Easy, delicious hummus + 9 ways to (mindfully) devour it

For some reason, many people tend to buy dips rather than make them. A few years ago I used to do the same thing. It just never occurred to me that I could easily make my own.

Now I wouldn’t have it any other way — dips are one of the easiest and cheapest things to make. Besides, you get to choose what you put into it — and avoid all the chemicals and fillers, of course!

Hummus is one of my stock standard dips to make. Made mainly with chickpeas, it’s both nourishing and satisfying. Use it to jazz up meals or enjoy as a healthy snack over the week.

Recipe

Easy-Delicious-Hummus

There are many versions of the humble hummus. This is my favourite way of making it. I find it’s all about getting the amount of lemon juice right.
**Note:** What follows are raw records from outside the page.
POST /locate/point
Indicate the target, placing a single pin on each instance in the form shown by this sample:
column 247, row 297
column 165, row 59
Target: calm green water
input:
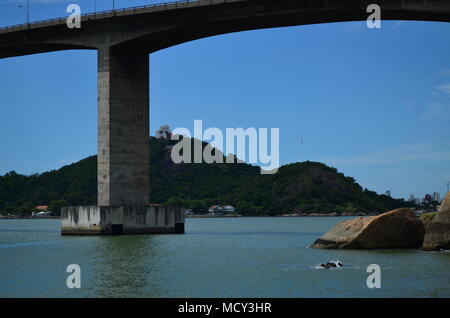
column 242, row 257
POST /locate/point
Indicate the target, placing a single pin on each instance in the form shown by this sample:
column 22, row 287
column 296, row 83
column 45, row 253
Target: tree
column 55, row 206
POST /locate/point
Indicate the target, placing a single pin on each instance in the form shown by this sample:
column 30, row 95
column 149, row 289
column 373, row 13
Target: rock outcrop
column 437, row 233
column 399, row 228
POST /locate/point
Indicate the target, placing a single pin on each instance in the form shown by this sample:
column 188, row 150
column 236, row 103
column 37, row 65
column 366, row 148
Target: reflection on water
column 241, row 257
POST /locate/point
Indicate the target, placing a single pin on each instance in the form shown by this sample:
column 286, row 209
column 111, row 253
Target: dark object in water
column 331, row 264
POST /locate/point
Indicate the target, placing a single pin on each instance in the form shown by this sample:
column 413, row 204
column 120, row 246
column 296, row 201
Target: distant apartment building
column 221, row 209
column 436, row 197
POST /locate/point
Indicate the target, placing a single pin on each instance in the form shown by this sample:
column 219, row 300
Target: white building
column 436, row 197
column 228, row 209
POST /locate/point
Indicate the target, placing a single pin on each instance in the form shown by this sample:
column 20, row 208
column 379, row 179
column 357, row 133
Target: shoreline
column 28, row 217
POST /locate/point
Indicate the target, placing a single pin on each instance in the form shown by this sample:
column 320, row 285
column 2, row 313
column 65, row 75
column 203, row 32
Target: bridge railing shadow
column 162, row 6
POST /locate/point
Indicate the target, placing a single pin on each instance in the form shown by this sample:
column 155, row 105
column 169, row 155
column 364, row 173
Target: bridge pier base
column 123, row 155
column 108, row 220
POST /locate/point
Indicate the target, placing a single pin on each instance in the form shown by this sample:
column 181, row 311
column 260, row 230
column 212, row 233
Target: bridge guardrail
column 122, row 11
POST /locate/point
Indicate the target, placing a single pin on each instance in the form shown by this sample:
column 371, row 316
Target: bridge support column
column 123, row 156
column 123, row 128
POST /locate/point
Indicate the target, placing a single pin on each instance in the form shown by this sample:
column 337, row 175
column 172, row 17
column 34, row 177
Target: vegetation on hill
column 308, row 187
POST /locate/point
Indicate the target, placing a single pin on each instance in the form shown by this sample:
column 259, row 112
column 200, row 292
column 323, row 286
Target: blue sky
column 374, row 103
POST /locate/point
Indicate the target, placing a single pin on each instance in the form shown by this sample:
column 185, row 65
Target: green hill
column 310, row 187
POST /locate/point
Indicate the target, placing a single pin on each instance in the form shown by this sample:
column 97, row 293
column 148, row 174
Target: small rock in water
column 331, row 264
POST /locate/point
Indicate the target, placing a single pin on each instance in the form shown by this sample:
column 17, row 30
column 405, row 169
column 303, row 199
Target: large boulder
column 437, row 234
column 399, row 228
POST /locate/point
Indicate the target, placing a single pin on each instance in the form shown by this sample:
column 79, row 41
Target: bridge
column 124, row 39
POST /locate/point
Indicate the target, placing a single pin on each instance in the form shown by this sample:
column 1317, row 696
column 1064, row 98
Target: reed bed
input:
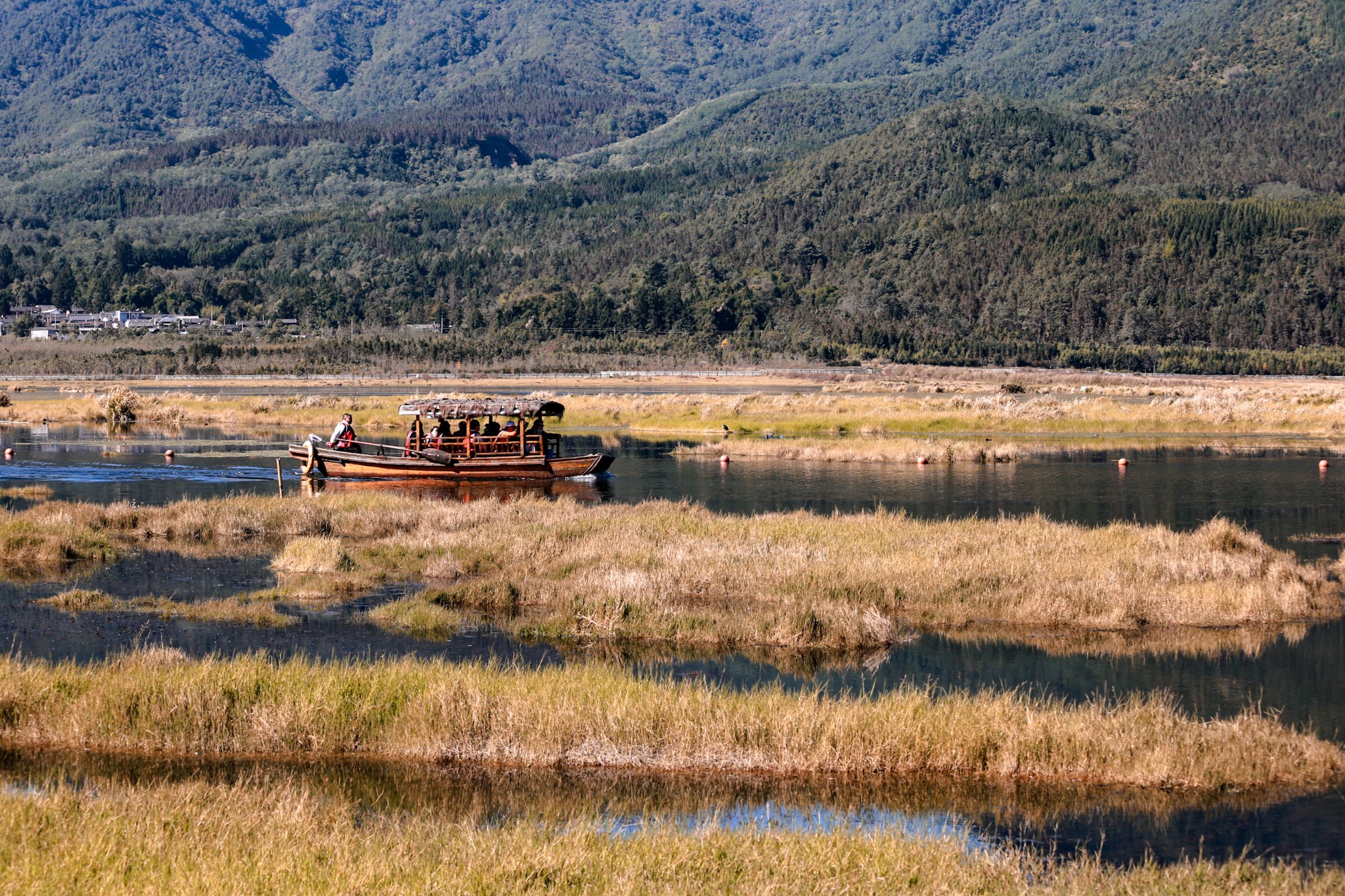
column 229, row 839
column 240, row 609
column 592, row 716
column 417, row 617
column 665, row 571
column 485, row 794
column 921, row 405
Serves 6–8, as a snack; Makes about 2 cups

Prep & cooking time: 15 minutes

This dip is gluten, dairy and grain free. It is also vegan.

  • 1 tsp cumin seeds
  • 1 ½ cups cooked chickpeas (garbanzos), or 1 x 425 g (15 oz) can chickpeas (I prefer the BPA-free Eden Organic brand)
  • 2 tbsp hulled tahini (100% sesame seed butter)
  • 3 tbsp (45 ml/1.5 oz) extra virgin olive oil
  • juice of 1 lemon (~3–4 tbsp), or to taste
  • 2 garlic cloves, minced
  • ¼ cup (60 ml/2 oz) filtered water
  • salt, to taste

Dry toast cumin seeds in a pan over gentle heat until fragrant.
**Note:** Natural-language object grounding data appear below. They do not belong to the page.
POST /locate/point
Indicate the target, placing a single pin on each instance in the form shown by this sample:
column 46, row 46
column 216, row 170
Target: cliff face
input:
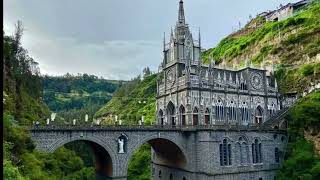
column 292, row 44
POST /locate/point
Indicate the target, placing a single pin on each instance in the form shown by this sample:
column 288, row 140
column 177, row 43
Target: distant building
column 285, row 12
column 192, row 93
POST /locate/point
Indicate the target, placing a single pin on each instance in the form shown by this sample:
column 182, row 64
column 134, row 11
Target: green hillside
column 22, row 104
column 74, row 96
column 133, row 100
column 297, row 65
column 292, row 44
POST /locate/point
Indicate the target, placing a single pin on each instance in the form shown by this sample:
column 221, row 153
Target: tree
column 146, row 72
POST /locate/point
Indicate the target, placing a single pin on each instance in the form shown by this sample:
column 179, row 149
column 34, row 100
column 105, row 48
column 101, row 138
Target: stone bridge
column 188, row 152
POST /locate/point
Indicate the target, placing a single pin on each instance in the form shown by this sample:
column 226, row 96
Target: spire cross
column 181, row 13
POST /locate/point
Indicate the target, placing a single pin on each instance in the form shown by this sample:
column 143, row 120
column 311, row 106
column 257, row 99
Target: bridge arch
column 169, row 150
column 106, row 158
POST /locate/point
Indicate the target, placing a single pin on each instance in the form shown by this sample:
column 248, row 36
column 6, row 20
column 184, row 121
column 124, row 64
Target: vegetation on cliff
column 290, row 44
column 131, row 101
column 74, row 96
column 22, row 100
column 302, row 160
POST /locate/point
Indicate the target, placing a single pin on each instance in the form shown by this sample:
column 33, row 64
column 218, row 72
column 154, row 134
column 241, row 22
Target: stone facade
column 213, row 123
column 192, row 93
column 194, row 154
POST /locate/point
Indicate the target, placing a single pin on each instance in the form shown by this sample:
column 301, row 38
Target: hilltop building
column 192, row 93
column 285, row 11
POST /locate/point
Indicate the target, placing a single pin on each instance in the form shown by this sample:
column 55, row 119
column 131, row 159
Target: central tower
column 181, row 60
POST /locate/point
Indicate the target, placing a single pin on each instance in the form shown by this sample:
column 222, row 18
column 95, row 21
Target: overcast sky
column 116, row 39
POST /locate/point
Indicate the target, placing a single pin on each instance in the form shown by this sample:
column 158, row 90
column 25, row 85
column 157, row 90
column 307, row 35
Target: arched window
column 160, row 116
column 258, row 115
column 272, row 109
column 276, row 155
column 232, row 116
column 195, row 116
column 243, row 150
column 256, row 152
column 244, row 114
column 171, row 113
column 225, row 153
column 182, row 113
column 243, row 86
column 219, row 111
column 207, row 117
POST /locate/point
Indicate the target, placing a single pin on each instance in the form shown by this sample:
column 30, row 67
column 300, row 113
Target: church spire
column 181, row 18
column 164, row 41
column 199, row 39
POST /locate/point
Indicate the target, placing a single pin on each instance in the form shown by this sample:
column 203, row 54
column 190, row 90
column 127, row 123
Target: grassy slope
column 22, row 105
column 133, row 100
column 125, row 104
column 302, row 159
column 256, row 43
column 299, row 44
column 75, row 96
Grind toasted cumin seeds in a mortar and pestle.

Process all ingredients in a food processor until smooth, or leave some chunky pieces of chickpeas if you like.

Taste and adjust to your liking, adding more salt, lemon or tahini if needed.
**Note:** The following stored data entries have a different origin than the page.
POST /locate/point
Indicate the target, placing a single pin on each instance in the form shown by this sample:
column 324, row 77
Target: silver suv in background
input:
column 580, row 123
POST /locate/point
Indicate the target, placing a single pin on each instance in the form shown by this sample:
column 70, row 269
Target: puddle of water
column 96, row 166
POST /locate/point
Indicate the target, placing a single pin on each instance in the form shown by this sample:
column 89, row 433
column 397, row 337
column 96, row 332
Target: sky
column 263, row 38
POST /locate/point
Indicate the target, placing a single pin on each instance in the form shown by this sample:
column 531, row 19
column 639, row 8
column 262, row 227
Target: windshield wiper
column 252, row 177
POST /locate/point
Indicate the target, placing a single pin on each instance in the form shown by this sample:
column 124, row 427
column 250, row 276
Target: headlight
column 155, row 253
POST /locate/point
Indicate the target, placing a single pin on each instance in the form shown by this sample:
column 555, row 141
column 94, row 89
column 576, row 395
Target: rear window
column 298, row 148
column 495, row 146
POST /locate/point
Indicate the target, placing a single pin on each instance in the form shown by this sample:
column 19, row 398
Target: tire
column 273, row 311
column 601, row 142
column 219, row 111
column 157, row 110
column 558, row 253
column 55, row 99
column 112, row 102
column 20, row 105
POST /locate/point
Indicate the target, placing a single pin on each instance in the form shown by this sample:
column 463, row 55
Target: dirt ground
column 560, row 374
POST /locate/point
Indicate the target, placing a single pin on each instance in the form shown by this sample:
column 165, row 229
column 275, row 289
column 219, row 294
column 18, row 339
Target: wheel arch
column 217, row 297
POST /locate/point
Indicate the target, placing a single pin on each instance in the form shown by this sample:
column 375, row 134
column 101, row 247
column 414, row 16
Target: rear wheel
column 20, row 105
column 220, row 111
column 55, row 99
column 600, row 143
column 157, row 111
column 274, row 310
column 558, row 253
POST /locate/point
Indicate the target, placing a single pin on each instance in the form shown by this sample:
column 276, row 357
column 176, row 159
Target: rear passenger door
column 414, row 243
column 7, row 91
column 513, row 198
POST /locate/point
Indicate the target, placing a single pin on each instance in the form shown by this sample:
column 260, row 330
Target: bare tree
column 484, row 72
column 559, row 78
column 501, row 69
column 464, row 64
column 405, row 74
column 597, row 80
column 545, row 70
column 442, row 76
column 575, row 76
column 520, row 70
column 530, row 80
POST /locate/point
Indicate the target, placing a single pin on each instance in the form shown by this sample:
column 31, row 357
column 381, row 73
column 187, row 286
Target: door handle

Serve as much as you think you need (see suggestions below), you can always top the serving if running low. This way the left overs will not be contaminated and will be safe to store in the fridge.

Keeps in fridge for 4–5 days.

Variations:

  • Instead of chickpeas, try other cooked legumes, like cannellini beans, mung beans or cooked brown lentils. These options (especially mung benas and brown lentils) are also good alternatives for those who find chickpeas difficult to digest.
  • Add a handful of coriander for a fresh, herby dip
  • Add a roasted red pepper for some sweet, roasted smokiness — roast pepper at 180C/355F (160C/320F fan-forced) for 30–40 minutes until soft and slightly blackened. Then remove from oven, place in a brown paper bag to cool, peel off the skin and remove the stem and seeds before processing it with the other ingredients.

9 ways to devour your hummus:

  1. as a dip for veggie crudités — such as carrot, capsicum, cucumber and celery
  2. as a dip for real crackers like Mary’s Gone Crackers or dehydrated vegetable crackers, like this one
  3. as condiment for roasted meat — would go nicely with lamb
  4. serve with salads
  5. spoon over steamed veggies, like asparagus, broccoli, cauliflower and carrot
  6. dollop over grilled and roasted veggies like pumpkin, sweet potato, red peppers and eggplant
  7. splodge over stuffed veggies and pilafs
  8. spread in sandwiches, wraps and on toast
  9. use it in sushi rolls

5 thoughts on “Easy, delicious hummus + 9 ways to (mindfully) devour it

  1. Louise says:

    Hi Lesh! I love your recipes! I was just wondering if you had any suggestions for an alternative for tahini in hommus. My mum learnt how to make it in Cyprus when her and dad were stationed there in the 70s, so I’ve grown up eating it and make it at home for my husband and myself. However, I’ve got an intolerance to sesame so am trying to avoid it… I tried just leaving tahini out of the hommus and adding more olive oil, but it just wasn’t the same. Any tips?! 🙂

    • Lesh says:

      Thanks Louise. That’s a bit of a tricky question you got there, as tahini has it’s own distinct flavour. You could try using sunflower seed butter (have you got a thermomix or vitamix to make your own?) or a nut butter – cashew or walnut butter may work well? I’d love to hear what you think after trying anyone of these ideas. Good luck! 🙂

      • Louise says:

        Thanks Lesh 🙂 I thought of nut butters too (apparently sunflower seeds are off the menu too). I’ll give them a go and let you know how it turns out!

  2. kathryn elliott says:

    Hi there Lesh, lovely post and I completely agree with you. I started making bean-y dips several years ago. It suddenly dawned on me how much I was paying for dips, how many rubbish ingredients they usually contained *and* how easy it was to make your own.

    I’m also intrigued by those interesting looking crackers in your photo. They look home made?